Personality traits significantly shape how individuals perceive, process, and respond to organizational change. People high in Neuroticism typically experience change as more stressful and need more frequent, explicit communication. People high in Openness tend to embrace change early but may disengage during implementation. People high in Conscientiousness need structured plans before committing. Understanding these tendencies allows change leaders to design communication strategies, rollout timelines, and feedback mechanisms that meet people where they actually are rather than where leaders wish they were.
Should you give your team a Big Five assessment?
Formal assessments can be useful, but they’re not required to apply this framework. Effective leaders can identify rough trait profiles through observation and noticing who asks detailed questions before committing, who speaks up readily in group settings versus one-on-one, who seems energized versus stressed by ambiguity.

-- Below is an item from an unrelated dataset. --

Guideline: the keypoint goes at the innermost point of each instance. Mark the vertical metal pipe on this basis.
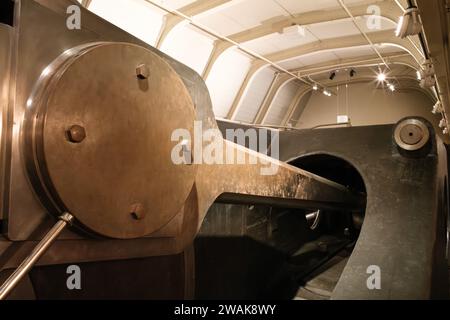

Formal assessments add precision; behavioral observation gets you most of the way there and doesn’t require an HR initiative to begin.
Is the Big Five better than Myers-Briggs for organizational use?
For research-backed applications, yes. The Big Five has substantially stronger empirical support than Myers-Briggs (MBTI), which has been criticized for low test-retest reliability, meaning people often get different type assignments when they retake it. The Big Five is the standard model in academic personality research precisely because of its consistency and predictive validity. For organizational change management specifically, the Big Five’s continuous scale model is also more practically useful because it captures the nuance that binary type systems miss.
What is the most important Big Five trait for a change leader to understand?
Neuroticism. Not because it’s more common, but because it’s most likely to be invisible until it creates problems. High-neuroticism team members experience genuine distress during organizational change that can express itself as resistance, disengagement, or performance decline if it’s not addressed. And leaders who naturally score low in neuroticism often don’t notice it in their team because they’re not experiencing the same stress response. Understanding and proactively addressing the anxiety dimension of change is one of the highest-leverage moves a change leader can make.